Temporal analysis of the population of activated keratocytes with detectable MAF.

Fig. 7

Correlation between the densities of activated keratocytes in MAF imaging and myofibroblasts in IHC images. $R^2$ is the linear correlation coefficient.

Table 1

Percentage of newly generated stroma thickness relative to residual stromal bed. The errors originate from standard deviation of sample means.

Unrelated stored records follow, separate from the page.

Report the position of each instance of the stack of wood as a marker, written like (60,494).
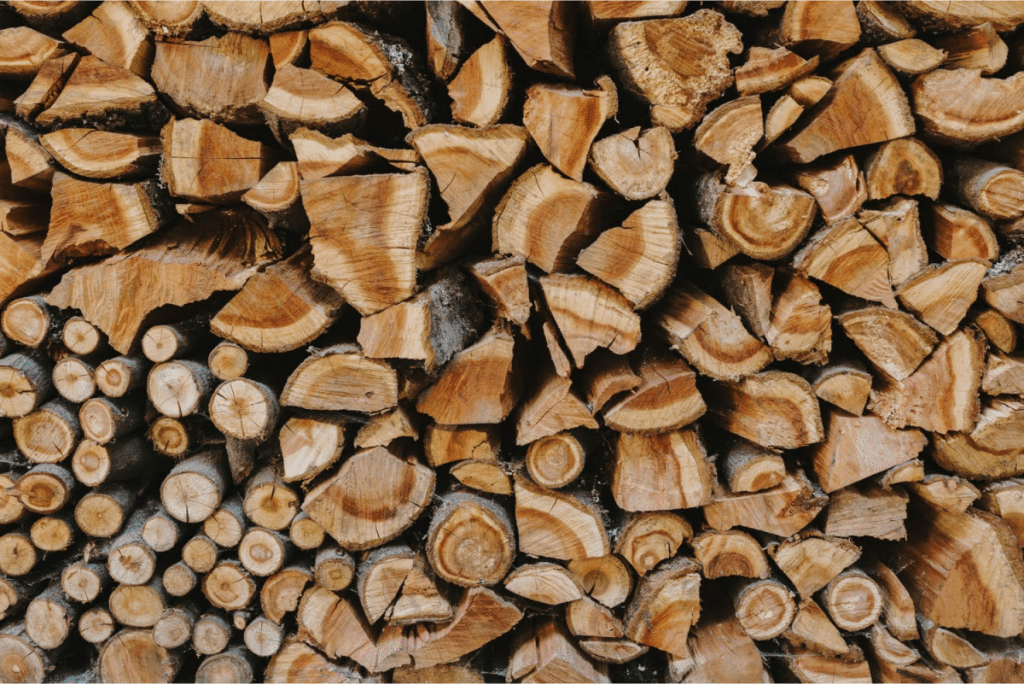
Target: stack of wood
(577,341)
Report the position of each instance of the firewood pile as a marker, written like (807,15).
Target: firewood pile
(524,341)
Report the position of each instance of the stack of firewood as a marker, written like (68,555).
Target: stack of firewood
(540,341)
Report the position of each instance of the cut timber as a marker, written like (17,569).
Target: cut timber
(905,166)
(865,104)
(858,446)
(220,78)
(195,487)
(763,221)
(993,111)
(826,30)
(666,605)
(764,607)
(894,341)
(132,655)
(470,542)
(749,468)
(472,168)
(911,56)
(773,409)
(380,63)
(340,378)
(980,565)
(563,121)
(730,553)
(557,525)
(186,263)
(97,219)
(302,97)
(958,233)
(660,472)
(767,70)
(992,189)
(363,247)
(867,511)
(941,295)
(637,165)
(103,96)
(548,218)
(206,162)
(480,91)
(116,35)
(991,450)
(678,66)
(782,511)
(553,407)
(478,386)
(374,497)
(546,583)
(638,258)
(710,336)
(543,651)
(853,601)
(942,394)
(590,314)
(897,225)
(848,257)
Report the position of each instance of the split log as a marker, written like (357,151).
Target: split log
(480,90)
(678,81)
(374,498)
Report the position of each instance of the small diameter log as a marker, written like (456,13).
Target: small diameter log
(660,472)
(471,541)
(665,606)
(162,531)
(650,538)
(104,420)
(228,586)
(227,524)
(26,383)
(400,492)
(200,554)
(179,388)
(116,377)
(245,410)
(282,591)
(764,607)
(74,379)
(49,617)
(263,552)
(179,580)
(748,467)
(49,434)
(175,627)
(138,605)
(227,361)
(84,582)
(853,601)
(334,568)
(555,461)
(46,488)
(268,502)
(730,553)
(52,533)
(94,464)
(263,637)
(96,626)
(605,579)
(211,635)
(195,487)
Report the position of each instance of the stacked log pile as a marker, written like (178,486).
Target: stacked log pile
(355,341)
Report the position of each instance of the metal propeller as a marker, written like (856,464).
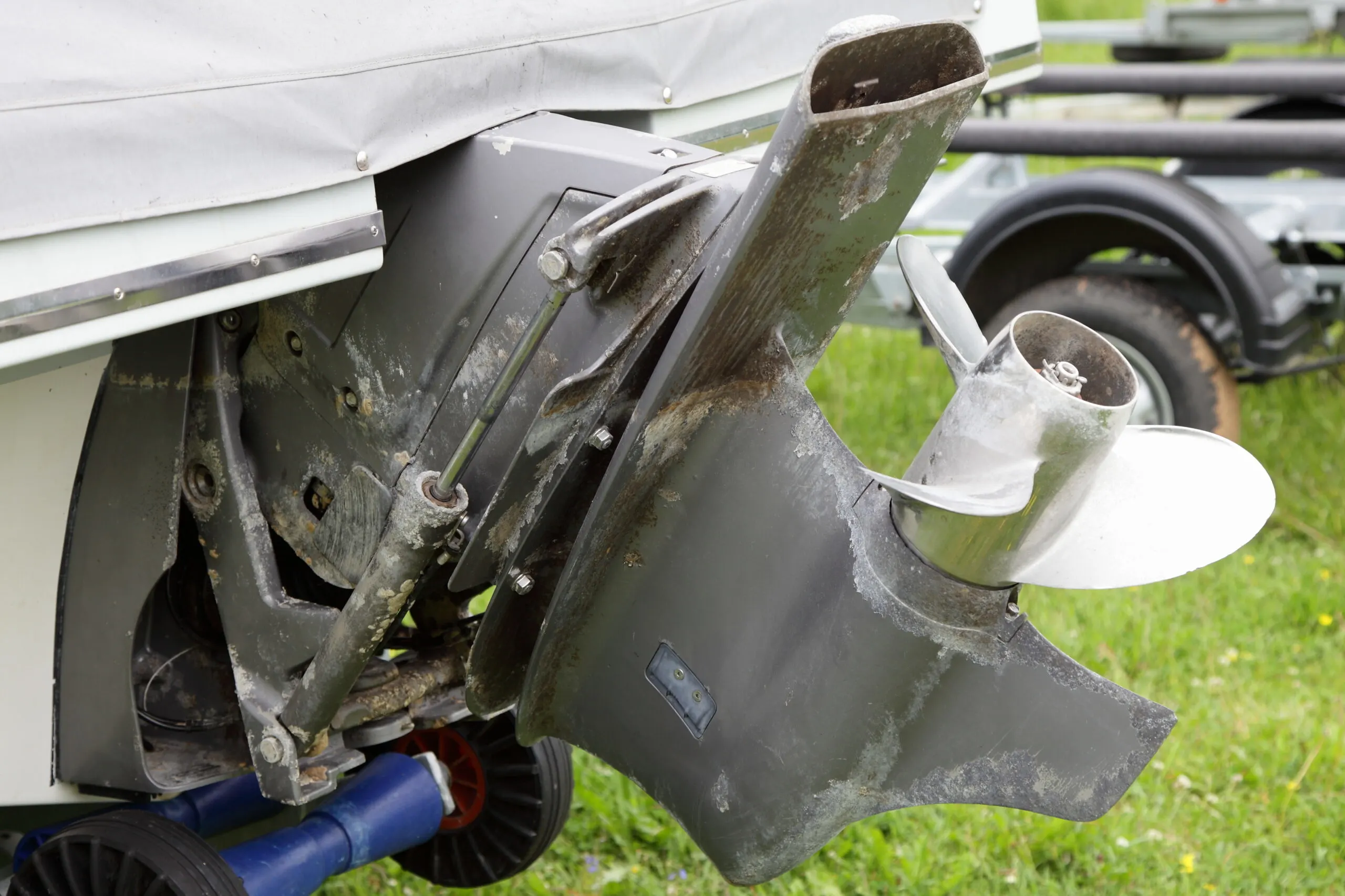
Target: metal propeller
(1033,475)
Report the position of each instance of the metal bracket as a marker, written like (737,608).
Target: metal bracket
(270,634)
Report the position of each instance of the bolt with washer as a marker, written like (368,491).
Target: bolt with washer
(602,439)
(271,750)
(553,264)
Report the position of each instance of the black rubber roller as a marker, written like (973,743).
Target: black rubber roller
(126,853)
(512,802)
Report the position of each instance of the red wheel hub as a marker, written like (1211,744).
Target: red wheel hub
(469,785)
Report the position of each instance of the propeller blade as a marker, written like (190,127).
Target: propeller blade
(1165,501)
(945,311)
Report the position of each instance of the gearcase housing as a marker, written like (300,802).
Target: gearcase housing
(579,379)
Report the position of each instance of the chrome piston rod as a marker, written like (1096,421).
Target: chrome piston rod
(501,389)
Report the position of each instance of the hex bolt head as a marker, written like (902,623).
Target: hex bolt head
(271,750)
(553,264)
(602,439)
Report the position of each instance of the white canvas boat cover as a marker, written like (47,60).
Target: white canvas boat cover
(139,108)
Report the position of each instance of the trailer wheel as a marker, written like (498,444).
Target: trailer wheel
(512,802)
(1183,380)
(127,853)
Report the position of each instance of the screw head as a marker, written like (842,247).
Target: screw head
(271,750)
(200,483)
(602,439)
(553,264)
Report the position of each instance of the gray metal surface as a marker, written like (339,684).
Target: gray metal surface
(123,537)
(1032,474)
(270,633)
(417,525)
(131,290)
(1300,78)
(733,526)
(1202,25)
(1296,142)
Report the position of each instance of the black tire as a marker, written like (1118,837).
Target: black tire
(513,802)
(1158,338)
(128,853)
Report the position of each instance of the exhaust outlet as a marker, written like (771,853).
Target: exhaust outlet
(1032,473)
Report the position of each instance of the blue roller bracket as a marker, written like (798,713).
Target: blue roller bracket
(395,804)
(209,810)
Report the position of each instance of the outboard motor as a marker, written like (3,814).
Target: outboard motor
(579,379)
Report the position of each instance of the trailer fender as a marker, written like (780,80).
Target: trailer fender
(1048,229)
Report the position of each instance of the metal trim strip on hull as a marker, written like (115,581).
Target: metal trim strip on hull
(116,294)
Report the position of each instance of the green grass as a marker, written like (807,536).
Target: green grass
(1246,797)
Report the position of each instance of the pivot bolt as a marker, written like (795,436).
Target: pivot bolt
(200,485)
(271,750)
(553,264)
(602,439)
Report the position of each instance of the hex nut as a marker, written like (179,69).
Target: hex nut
(602,439)
(553,264)
(271,750)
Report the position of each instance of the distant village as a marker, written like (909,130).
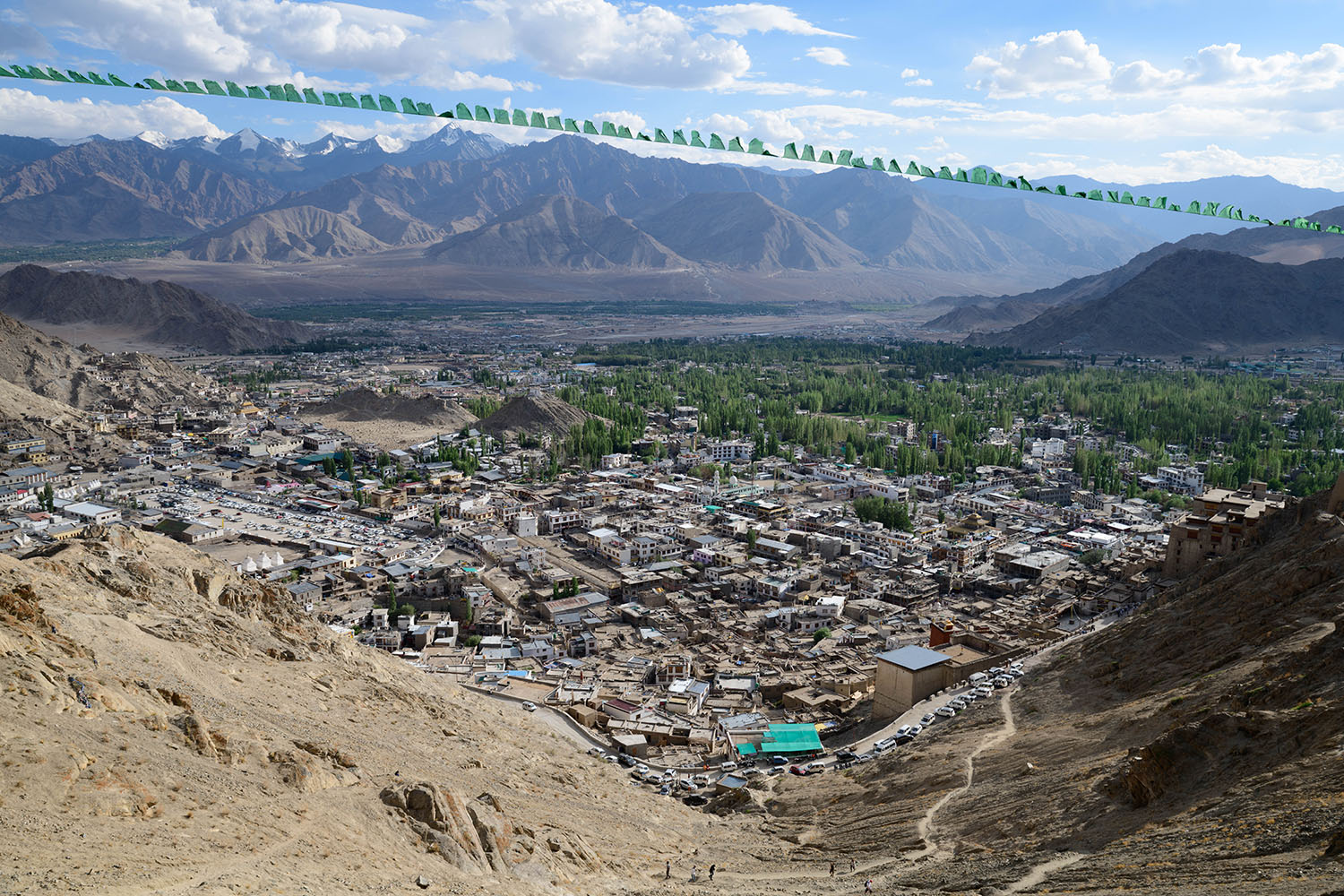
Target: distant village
(688,602)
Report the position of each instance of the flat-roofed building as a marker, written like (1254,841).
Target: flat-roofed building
(905,677)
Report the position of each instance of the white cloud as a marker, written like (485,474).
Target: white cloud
(1220,72)
(1050,62)
(739,18)
(594,39)
(730,125)
(263,40)
(1193,164)
(1174,121)
(30,115)
(919,102)
(785,89)
(828,56)
(1064,65)
(776,125)
(634,123)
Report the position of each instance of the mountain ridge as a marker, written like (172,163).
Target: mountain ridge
(160,312)
(1195,301)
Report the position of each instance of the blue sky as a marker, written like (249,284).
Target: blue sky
(1129,91)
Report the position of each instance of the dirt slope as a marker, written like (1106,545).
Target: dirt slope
(392,421)
(168,727)
(534,416)
(1188,747)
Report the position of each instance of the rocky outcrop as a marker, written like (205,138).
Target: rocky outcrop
(476,833)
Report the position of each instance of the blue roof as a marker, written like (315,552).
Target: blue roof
(913,657)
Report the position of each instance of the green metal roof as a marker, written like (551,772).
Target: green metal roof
(785,739)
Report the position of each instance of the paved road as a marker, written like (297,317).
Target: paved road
(564,724)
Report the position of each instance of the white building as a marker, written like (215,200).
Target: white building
(722,452)
(94,513)
(1187,479)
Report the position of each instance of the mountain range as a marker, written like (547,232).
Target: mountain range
(1204,293)
(250,199)
(56,370)
(1195,301)
(460,202)
(160,312)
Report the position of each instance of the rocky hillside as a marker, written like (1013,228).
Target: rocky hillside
(556,231)
(534,416)
(169,727)
(83,378)
(160,312)
(1196,303)
(121,190)
(749,231)
(1282,245)
(1209,726)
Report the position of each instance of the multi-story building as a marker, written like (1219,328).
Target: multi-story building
(1219,522)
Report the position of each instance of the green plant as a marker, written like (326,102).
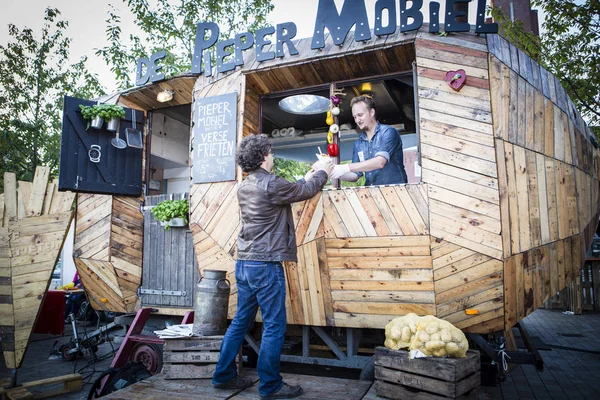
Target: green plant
(169,209)
(104,111)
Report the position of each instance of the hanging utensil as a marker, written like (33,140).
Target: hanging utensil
(117,141)
(133,135)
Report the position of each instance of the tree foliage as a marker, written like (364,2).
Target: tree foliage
(35,74)
(171,27)
(569,48)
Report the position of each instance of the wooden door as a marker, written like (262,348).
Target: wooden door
(170,269)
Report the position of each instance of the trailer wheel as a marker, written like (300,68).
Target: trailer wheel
(148,354)
(64,349)
(368,371)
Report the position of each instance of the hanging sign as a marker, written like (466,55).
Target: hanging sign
(214,138)
(230,52)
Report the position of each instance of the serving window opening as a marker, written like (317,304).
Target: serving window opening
(295,121)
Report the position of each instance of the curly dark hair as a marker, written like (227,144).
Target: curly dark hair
(252,152)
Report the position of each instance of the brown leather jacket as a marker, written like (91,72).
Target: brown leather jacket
(267,232)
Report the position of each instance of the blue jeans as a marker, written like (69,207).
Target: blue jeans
(259,284)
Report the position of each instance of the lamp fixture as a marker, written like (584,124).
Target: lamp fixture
(304,104)
(165,95)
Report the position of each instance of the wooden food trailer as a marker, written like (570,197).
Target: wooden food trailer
(500,208)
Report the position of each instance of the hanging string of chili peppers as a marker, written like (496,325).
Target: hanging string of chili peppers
(334,110)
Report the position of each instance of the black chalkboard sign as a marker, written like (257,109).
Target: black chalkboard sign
(214,141)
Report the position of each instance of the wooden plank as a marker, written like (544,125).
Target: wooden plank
(562,200)
(466,216)
(485,269)
(366,274)
(567,138)
(383,308)
(310,260)
(529,117)
(551,190)
(462,201)
(389,286)
(472,260)
(465,230)
(470,163)
(430,63)
(360,213)
(414,214)
(23,199)
(455,310)
(571,204)
(386,213)
(10,198)
(559,135)
(471,114)
(399,211)
(477,109)
(188,371)
(372,211)
(534,201)
(379,252)
(35,204)
(303,287)
(343,208)
(315,222)
(457,145)
(324,284)
(461,241)
(510,293)
(538,122)
(384,296)
(333,218)
(521,111)
(513,117)
(543,199)
(522,185)
(504,195)
(456,121)
(190,357)
(439,178)
(383,262)
(380,242)
(548,128)
(462,132)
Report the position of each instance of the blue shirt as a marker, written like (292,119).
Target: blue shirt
(386,143)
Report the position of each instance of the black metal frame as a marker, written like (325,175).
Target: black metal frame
(531,356)
(348,359)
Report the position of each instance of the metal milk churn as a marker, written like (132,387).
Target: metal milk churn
(212,302)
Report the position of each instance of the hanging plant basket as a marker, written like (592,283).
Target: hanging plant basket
(97,114)
(175,223)
(172,213)
(112,124)
(97,122)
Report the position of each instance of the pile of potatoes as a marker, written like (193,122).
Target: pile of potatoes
(430,335)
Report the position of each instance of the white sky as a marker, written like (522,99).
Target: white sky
(87,22)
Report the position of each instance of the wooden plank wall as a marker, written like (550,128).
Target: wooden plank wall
(34,221)
(169,260)
(459,167)
(108,250)
(549,179)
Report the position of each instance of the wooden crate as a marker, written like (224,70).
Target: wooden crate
(397,377)
(191,358)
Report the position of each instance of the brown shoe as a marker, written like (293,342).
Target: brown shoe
(286,392)
(238,382)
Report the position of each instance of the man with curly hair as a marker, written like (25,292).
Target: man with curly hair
(266,239)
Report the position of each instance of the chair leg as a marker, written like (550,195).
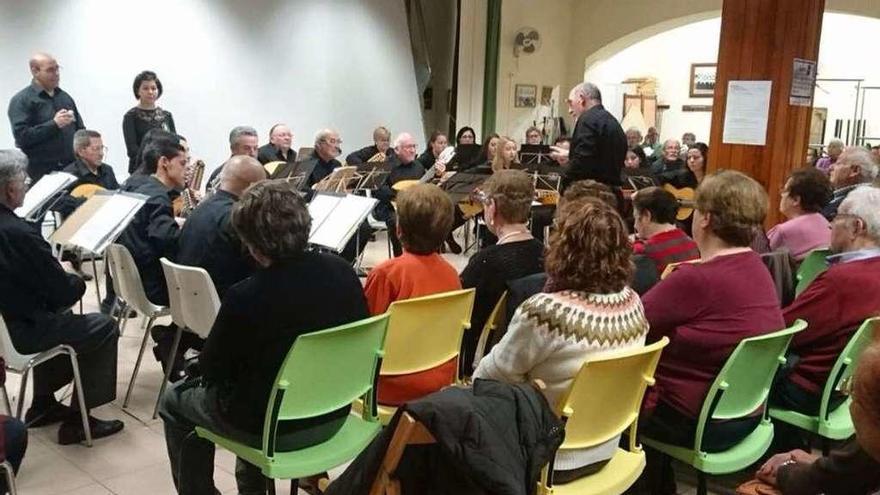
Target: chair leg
(137,363)
(80,396)
(701,483)
(168,365)
(22,388)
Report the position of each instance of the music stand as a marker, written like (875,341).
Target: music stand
(536,154)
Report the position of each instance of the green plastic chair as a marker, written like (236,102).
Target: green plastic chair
(835,424)
(811,267)
(323,372)
(740,389)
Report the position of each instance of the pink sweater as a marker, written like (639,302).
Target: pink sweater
(800,235)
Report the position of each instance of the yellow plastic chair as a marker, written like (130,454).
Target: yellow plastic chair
(604,401)
(424,333)
(492,324)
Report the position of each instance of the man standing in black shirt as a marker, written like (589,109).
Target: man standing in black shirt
(278,149)
(44,118)
(598,144)
(35,296)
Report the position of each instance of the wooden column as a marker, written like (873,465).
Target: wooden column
(759,41)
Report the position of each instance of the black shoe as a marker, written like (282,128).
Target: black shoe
(71,431)
(56,412)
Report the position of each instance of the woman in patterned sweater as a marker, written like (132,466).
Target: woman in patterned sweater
(586,310)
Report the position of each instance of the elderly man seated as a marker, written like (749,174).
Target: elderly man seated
(854,167)
(835,304)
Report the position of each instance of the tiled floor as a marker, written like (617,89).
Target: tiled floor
(134,462)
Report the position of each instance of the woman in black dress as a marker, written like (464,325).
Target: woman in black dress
(145,115)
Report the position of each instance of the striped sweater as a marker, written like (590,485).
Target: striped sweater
(552,334)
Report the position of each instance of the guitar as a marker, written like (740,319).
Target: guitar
(685,198)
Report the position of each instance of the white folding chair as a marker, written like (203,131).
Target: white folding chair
(130,291)
(194,307)
(9,474)
(24,363)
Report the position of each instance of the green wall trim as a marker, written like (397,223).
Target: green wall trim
(490,81)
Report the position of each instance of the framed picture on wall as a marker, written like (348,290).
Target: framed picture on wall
(703,80)
(525,96)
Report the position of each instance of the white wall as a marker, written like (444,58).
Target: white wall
(345,64)
(667,57)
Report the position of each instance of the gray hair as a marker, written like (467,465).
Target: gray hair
(590,91)
(856,155)
(239,131)
(13,163)
(83,138)
(322,136)
(862,202)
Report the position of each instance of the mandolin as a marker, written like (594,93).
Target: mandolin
(685,198)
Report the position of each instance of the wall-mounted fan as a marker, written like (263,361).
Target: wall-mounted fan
(527,41)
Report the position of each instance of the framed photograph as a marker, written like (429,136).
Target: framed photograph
(703,80)
(546,95)
(525,96)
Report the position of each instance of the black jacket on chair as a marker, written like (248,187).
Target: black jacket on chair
(493,438)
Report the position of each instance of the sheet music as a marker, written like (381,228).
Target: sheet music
(337,228)
(320,208)
(42,191)
(107,222)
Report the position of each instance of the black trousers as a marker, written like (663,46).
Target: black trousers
(93,336)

We also found that the number of activated keratocytes in MAF is linearly correlated to the number of myofibroblasts in IHC images (Fig. 7). This result suggests that activated keratocytes with detectable MAF in multiphoton imaging can be used to evaluate the amount of myofibroblast related to scar formation and post-PRK corneal haze. The strength of the MAF signal, however, is relatively unaffected by the number of activated keratocytes. A possible explanation is that the keratocyte activation process occurs much more quickly than the image acquisition time, so only the maximum MAF signal is observed from the activated keratocytes.

4.

Conclusion

In conclusion, we demonstrated that multiphoton microscopy can be used to monitor the alteration in extracellular matrix (ECM) and keratocyte activation in post-PRK corneas. Our results show that MMC decreases the collagen deposition rate during the wound healing process by suppressing the number of myofibroblasts. While similar information relating myofibroblasts and the ECM can be obtained with IHC histology, it is invasive and not suitable for use on a live patient. Clinically friendly reflective confocal microscopy allows the detection of activated keratocytes but cannot be used to monitor the ECM. Since both the SHG and MAF imaging modalities we demonstrated in this work are label-free, our results show that the wound healing process from PRK procedures can be visualized and quantitatively evaluated with minimum invasion.